Do the math. According to Musk, this technology could be worth $250 trillion by 2040.

Put another way, that’s roughly equal to:

  • 175 Teslas
  • 107 Amazons
  • 140 Metas
  • 84 Googles
  • 65 Microsofts
  • And 55 Nvidias

And here’s the wild part — this $250 trillion wave isn’t tied to one company, but to an entire ecosystem of AI innovators set to reshape the global economy.

It’s a leap so massive, it could reshape how businesses, governments, and consumers operate worldwide.

Even if that $250 trillion figure sounds ambitious, major firms like PwC and McKinsey still see AI unlocking multi-trillion-dollar potential.

How could anything be worth that much?

The answer lies in a breakthrough so powerful it’s redefining how humanity works, learns, and creates.

And this breakthrough has already set off a frenzy among hedge funds and Wall Street’s top investors.

What most investors don’t realize is that one under-owned company holds the key to this $250 trillion revolution.

In fact, Verge argues this company’s supercheap AI technology should concern rivals.
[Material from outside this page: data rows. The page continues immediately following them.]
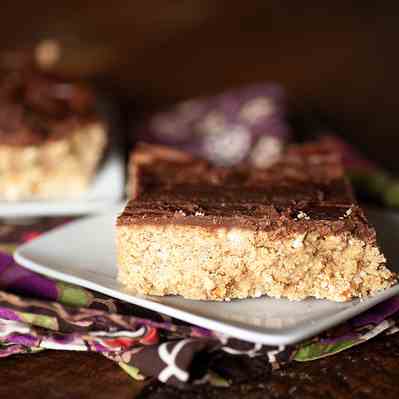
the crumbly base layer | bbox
[0,123,107,201]
[117,224,395,301]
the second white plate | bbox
[15,209,399,345]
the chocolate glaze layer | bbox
[118,142,375,242]
[0,54,99,146]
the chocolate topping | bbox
[0,53,97,146]
[118,143,375,241]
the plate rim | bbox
[14,207,399,346]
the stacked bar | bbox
[117,142,395,301]
[0,49,107,201]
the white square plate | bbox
[0,146,125,218]
[15,208,399,345]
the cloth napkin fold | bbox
[0,252,399,386]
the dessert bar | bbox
[117,142,395,301]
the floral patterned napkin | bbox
[0,85,399,386]
[0,238,399,386]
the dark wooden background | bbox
[0,0,399,172]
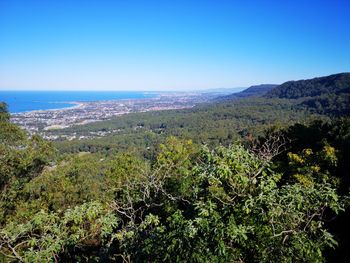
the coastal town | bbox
[11,93,210,140]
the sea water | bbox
[0,91,157,113]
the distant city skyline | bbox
[0,0,350,91]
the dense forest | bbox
[0,75,350,262]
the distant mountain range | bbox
[265,73,350,99]
[217,84,278,100]
[217,73,350,116]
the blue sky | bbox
[0,0,350,90]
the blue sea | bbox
[0,91,158,113]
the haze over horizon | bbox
[0,0,350,91]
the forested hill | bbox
[217,84,278,101]
[265,73,350,99]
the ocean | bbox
[0,91,158,113]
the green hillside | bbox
[265,73,350,99]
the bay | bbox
[0,91,157,113]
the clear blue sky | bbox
[0,0,350,90]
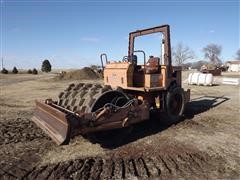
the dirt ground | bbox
[0,72,240,179]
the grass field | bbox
[0,72,240,179]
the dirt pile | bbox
[57,67,102,80]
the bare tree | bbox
[173,43,194,66]
[203,44,222,65]
[236,49,240,60]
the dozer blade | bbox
[32,101,71,145]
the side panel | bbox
[103,62,134,88]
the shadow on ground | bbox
[98,96,229,149]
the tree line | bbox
[172,43,240,66]
[1,59,52,74]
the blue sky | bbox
[1,0,240,68]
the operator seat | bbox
[145,56,160,74]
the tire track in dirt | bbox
[0,118,49,145]
[0,152,229,179]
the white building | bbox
[226,60,240,72]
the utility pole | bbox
[2,57,3,70]
[2,57,3,70]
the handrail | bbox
[100,53,108,69]
[133,50,146,68]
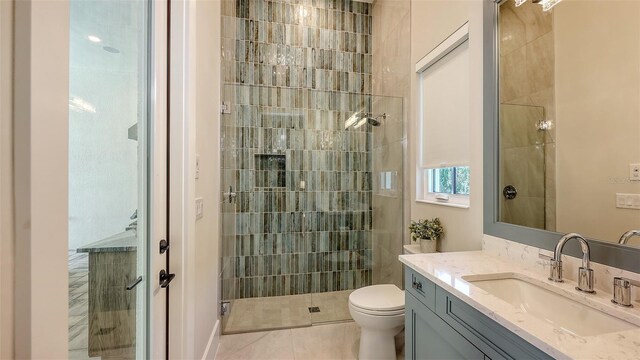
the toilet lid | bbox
[349,284,404,311]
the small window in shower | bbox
[255,154,287,188]
[427,166,469,195]
[417,166,471,208]
[378,171,398,195]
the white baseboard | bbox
[202,319,220,360]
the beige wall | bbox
[193,0,221,359]
[14,0,69,359]
[408,0,483,251]
[554,1,640,241]
[0,0,14,359]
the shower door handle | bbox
[160,270,176,289]
[127,275,142,290]
[222,186,238,204]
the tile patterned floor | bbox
[216,322,404,360]
[224,290,353,334]
[69,250,99,359]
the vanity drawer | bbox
[404,266,436,311]
[435,287,552,360]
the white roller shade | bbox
[420,39,470,168]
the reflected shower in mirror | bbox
[498,0,640,246]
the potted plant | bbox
[409,218,444,253]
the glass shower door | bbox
[69,0,157,359]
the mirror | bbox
[495,0,640,247]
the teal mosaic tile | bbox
[222,0,372,298]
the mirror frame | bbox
[482,0,640,273]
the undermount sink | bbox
[462,273,638,336]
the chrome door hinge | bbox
[220,301,231,316]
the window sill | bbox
[416,199,469,209]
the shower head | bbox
[344,112,387,129]
[367,113,387,127]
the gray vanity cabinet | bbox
[405,294,484,360]
[405,268,551,360]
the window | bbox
[416,23,471,208]
[426,166,469,195]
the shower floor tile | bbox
[224,290,353,334]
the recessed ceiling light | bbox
[102,46,120,54]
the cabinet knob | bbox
[411,280,422,291]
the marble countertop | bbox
[77,230,138,253]
[400,251,640,359]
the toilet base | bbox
[358,326,404,360]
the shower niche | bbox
[254,154,287,188]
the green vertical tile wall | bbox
[222,0,372,298]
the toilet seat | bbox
[349,284,404,316]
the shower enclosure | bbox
[221,84,404,333]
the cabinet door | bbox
[405,293,485,360]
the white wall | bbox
[0,1,14,359]
[408,0,483,251]
[193,0,221,359]
[14,0,69,359]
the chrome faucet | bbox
[540,233,595,293]
[611,276,640,307]
[618,230,640,245]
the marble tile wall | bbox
[372,0,412,288]
[500,104,545,229]
[499,1,556,231]
[222,0,372,299]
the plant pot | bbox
[420,239,438,253]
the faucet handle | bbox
[538,253,562,282]
[611,276,640,307]
[576,267,596,294]
[538,253,553,261]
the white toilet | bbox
[349,284,404,360]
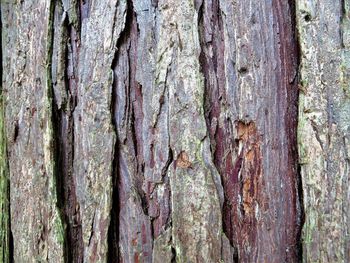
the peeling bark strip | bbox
[200,0,301,262]
[1,1,64,262]
[297,0,350,262]
[52,1,83,262]
[0,0,306,262]
[0,3,12,263]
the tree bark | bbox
[297,0,350,262]
[0,0,350,262]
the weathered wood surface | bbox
[0,0,350,262]
[297,0,350,262]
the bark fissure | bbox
[0,3,13,263]
[108,0,134,262]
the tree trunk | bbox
[0,0,350,262]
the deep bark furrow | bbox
[52,1,83,262]
[0,3,12,263]
[296,0,350,262]
[200,1,301,262]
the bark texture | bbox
[0,0,350,262]
[297,0,350,262]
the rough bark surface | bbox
[0,0,350,262]
[1,1,64,262]
[297,0,350,262]
[0,3,11,263]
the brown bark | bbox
[0,0,349,262]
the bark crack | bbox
[108,0,133,262]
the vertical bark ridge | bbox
[199,0,302,262]
[0,3,12,263]
[296,0,350,262]
[1,1,64,262]
[52,1,83,262]
[108,1,134,262]
[73,1,126,261]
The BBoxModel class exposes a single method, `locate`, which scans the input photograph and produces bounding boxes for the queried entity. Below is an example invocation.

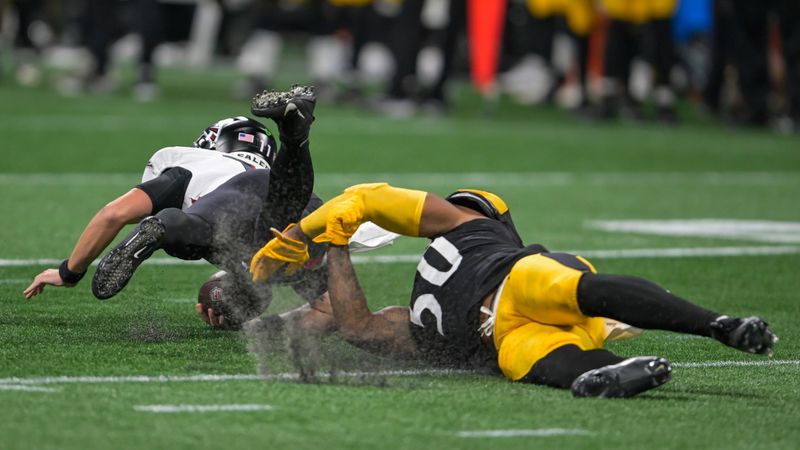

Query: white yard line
[672,359,800,368]
[0,369,470,386]
[0,172,800,189]
[133,403,273,413]
[0,359,800,388]
[0,245,800,267]
[456,428,592,438]
[0,383,61,394]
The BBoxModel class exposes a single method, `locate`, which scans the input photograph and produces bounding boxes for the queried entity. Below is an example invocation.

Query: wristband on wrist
[58,259,86,284]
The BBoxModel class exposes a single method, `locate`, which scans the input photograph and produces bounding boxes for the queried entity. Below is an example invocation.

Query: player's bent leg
[495,319,608,387]
[571,356,672,398]
[578,274,778,354]
[92,216,166,300]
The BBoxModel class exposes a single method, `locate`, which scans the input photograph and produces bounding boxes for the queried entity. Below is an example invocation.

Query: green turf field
[0,71,800,449]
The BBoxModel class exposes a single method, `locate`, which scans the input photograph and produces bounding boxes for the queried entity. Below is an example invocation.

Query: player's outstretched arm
[23,188,153,299]
[250,183,482,281]
[328,245,416,356]
[300,183,477,243]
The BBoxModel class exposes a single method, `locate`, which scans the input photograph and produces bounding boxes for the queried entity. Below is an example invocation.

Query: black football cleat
[711,316,778,356]
[571,356,672,398]
[92,216,166,300]
[250,84,317,145]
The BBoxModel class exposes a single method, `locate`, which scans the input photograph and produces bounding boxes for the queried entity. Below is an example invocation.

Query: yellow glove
[314,195,364,245]
[250,224,308,282]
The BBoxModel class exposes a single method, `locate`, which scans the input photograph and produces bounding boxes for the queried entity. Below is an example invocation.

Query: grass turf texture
[0,71,800,449]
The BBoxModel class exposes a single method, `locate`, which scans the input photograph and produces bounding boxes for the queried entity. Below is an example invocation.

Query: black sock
[578,273,720,336]
[519,345,625,388]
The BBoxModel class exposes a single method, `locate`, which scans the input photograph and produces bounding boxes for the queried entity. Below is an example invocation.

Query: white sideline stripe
[0,384,61,393]
[167,298,197,305]
[0,245,800,267]
[133,403,273,413]
[672,359,800,368]
[0,172,800,188]
[0,369,471,386]
[456,428,592,438]
[0,359,800,387]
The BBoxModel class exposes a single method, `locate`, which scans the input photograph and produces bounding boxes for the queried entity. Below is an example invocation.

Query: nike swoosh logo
[133,247,147,259]
[283,103,306,119]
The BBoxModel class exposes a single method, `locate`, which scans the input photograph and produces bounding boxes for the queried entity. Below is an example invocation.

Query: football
[197,270,272,329]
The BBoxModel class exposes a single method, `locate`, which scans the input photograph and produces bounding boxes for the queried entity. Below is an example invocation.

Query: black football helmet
[193,116,278,167]
[445,189,522,244]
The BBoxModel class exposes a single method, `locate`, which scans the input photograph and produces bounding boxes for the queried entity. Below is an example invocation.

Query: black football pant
[521,273,720,388]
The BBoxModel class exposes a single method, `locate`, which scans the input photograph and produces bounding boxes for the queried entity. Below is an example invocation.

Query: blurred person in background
[725,0,800,131]
[59,0,195,101]
[596,0,677,123]
[505,0,596,109]
[0,0,51,86]
[703,0,745,119]
[376,0,466,117]
[236,0,354,98]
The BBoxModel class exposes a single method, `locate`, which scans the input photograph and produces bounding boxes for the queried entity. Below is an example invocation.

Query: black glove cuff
[58,259,86,284]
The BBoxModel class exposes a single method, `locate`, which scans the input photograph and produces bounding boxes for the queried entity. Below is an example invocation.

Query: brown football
[197,270,271,329]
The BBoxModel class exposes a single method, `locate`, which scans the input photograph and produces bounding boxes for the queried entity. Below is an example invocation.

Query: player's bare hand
[22,269,75,299]
[194,303,225,328]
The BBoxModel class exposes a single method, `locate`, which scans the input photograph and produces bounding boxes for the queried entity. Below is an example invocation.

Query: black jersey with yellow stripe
[409,218,546,368]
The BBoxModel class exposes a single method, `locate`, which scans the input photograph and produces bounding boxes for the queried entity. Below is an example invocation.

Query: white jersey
[142,147,269,210]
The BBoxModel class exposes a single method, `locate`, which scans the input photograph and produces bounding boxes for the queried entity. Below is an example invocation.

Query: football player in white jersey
[24,86,326,326]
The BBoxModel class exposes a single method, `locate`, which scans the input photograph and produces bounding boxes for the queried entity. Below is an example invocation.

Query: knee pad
[156,208,213,259]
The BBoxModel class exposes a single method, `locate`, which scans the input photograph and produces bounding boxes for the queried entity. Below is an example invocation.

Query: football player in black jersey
[24,86,334,326]
[251,183,777,397]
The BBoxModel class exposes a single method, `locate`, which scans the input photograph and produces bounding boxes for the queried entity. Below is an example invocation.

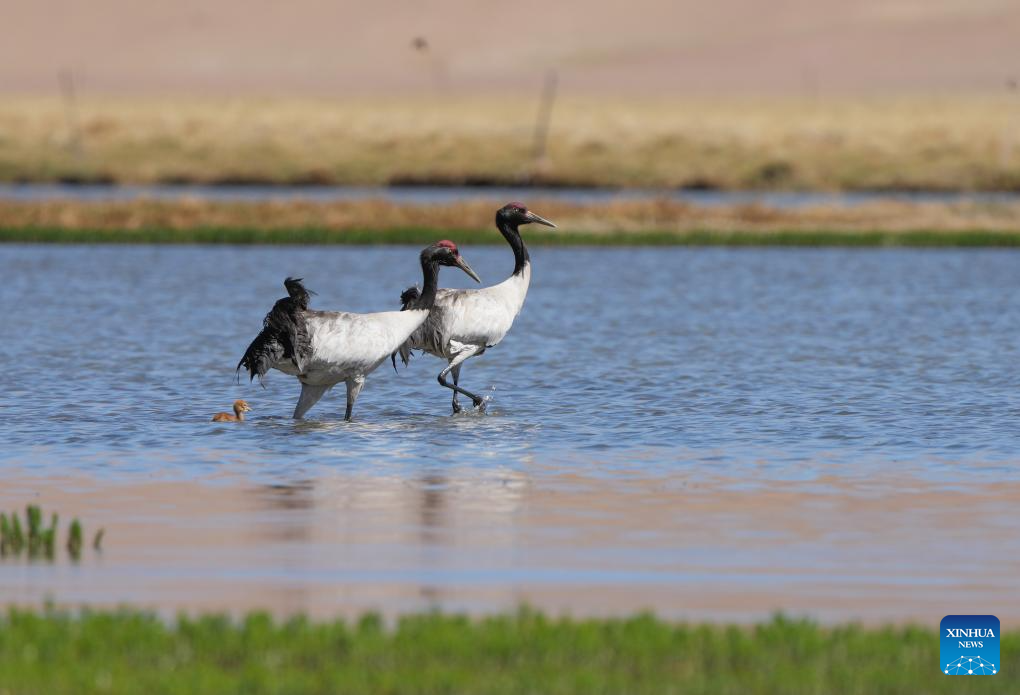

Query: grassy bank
[0,94,1020,190]
[0,610,1020,695]
[0,199,1020,246]
[7,228,1020,248]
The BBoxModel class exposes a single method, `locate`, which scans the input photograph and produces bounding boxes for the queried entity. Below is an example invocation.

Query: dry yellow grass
[0,95,1020,190]
[0,199,1020,234]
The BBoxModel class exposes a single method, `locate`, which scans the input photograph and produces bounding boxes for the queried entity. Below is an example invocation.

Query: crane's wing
[390,285,421,371]
[237,278,311,386]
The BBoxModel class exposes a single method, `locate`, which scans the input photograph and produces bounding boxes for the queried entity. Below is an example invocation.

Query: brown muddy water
[0,240,1020,625]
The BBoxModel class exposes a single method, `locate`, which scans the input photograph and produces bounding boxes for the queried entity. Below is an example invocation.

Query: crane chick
[212,400,252,423]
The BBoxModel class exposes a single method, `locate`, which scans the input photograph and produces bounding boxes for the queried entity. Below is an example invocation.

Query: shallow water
[0,240,1020,620]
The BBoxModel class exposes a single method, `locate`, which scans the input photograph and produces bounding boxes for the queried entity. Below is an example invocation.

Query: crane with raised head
[391,202,556,413]
[238,241,480,421]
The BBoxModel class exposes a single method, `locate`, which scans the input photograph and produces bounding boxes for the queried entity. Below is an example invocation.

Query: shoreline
[0,227,1020,249]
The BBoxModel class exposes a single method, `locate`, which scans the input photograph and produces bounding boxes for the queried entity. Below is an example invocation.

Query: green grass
[0,609,1020,695]
[0,227,1020,247]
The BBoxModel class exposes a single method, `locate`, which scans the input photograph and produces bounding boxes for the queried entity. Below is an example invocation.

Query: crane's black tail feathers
[237,278,315,387]
[390,285,421,371]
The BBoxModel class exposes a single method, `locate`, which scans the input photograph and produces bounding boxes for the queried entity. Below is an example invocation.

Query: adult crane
[391,202,556,412]
[238,240,480,421]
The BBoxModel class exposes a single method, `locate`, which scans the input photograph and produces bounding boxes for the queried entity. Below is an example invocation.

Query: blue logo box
[938,615,1001,676]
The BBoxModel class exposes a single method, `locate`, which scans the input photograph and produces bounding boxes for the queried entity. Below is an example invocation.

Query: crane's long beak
[457,256,481,283]
[524,211,556,230]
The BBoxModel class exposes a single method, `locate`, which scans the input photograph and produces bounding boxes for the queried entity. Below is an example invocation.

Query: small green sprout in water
[67,518,82,560]
[0,504,105,561]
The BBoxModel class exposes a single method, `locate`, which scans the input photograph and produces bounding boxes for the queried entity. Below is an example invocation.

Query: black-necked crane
[238,241,480,420]
[392,202,556,412]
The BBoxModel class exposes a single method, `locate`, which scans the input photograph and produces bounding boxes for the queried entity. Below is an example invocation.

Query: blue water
[0,244,1020,478]
[0,240,1020,623]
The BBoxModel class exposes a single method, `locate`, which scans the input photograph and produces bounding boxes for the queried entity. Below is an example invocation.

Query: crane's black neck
[496,216,531,276]
[414,258,440,309]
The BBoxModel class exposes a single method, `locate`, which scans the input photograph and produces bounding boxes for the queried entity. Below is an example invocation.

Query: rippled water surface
[0,244,1020,619]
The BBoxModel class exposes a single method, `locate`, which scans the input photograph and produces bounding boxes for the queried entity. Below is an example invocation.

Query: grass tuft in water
[0,504,96,561]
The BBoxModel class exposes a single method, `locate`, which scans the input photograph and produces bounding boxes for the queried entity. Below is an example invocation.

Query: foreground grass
[0,610,1020,695]
[0,94,1020,190]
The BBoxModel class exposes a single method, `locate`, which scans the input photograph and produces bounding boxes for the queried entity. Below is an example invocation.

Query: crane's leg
[344,377,365,423]
[438,345,486,412]
[450,364,460,412]
[294,384,330,419]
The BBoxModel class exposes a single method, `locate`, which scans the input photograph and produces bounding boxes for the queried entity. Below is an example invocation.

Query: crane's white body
[272,309,428,419]
[410,262,531,357]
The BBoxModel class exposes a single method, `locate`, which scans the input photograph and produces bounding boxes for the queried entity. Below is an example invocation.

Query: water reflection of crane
[249,469,528,613]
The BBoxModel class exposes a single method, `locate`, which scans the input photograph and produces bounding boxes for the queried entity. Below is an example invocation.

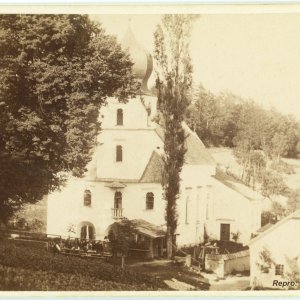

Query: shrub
[0,265,140,291]
[0,243,166,290]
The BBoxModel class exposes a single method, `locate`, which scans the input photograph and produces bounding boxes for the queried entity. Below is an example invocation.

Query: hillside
[208,147,300,189]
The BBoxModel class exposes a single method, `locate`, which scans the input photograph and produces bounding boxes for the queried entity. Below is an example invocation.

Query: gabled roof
[248,209,300,245]
[140,151,164,183]
[155,123,216,165]
[130,219,166,238]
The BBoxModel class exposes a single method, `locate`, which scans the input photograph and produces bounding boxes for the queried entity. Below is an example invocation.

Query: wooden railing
[111,208,123,219]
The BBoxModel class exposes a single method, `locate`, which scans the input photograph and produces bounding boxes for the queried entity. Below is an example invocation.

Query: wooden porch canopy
[105,181,126,189]
[131,219,167,239]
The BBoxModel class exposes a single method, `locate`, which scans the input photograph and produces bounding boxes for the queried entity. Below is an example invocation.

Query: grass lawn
[0,240,168,291]
[127,260,210,290]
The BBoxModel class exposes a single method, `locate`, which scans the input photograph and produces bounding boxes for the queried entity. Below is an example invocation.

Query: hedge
[0,242,167,290]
Before I reveal the details, let’s talk about how some of the richest people on the planet are positioning themselves.

  • Bill Gates sees artificial intelligence as the “biggest technological advance in my lifetime,” more transformative than the internet or personal computer, capable of improving healthcare, education, and addressing climate change.
  • Larry Ellison — through Oracle, is spending billions on Nvidia chips and partnering with Cohere to embed generative AI across Oracle’s cloud and apps.
  • Warren Buffett — not known for tech hype — says this breakthrough could have a ‘hugely beneficial social impact.

When billionaires from Silicon Valley to Wall Street line up behind the same idea — you know it’s worth paying attention to.

Even as we admire what Tesla, Nvidia, Alphabet, and Microsoft have built, we believe an even greater opportunity lies elsewhere…

But the real story isn’t Nvidia — it’s a much smaller company quietly improving the critical technology that makes this entire revolution possible.

And judging by what I’m hearing from both Silicon Valley insiders and Wall Street veterans…

This prediction might not be bold at all:

A few years from now, you’ll wish you’d owned this stock.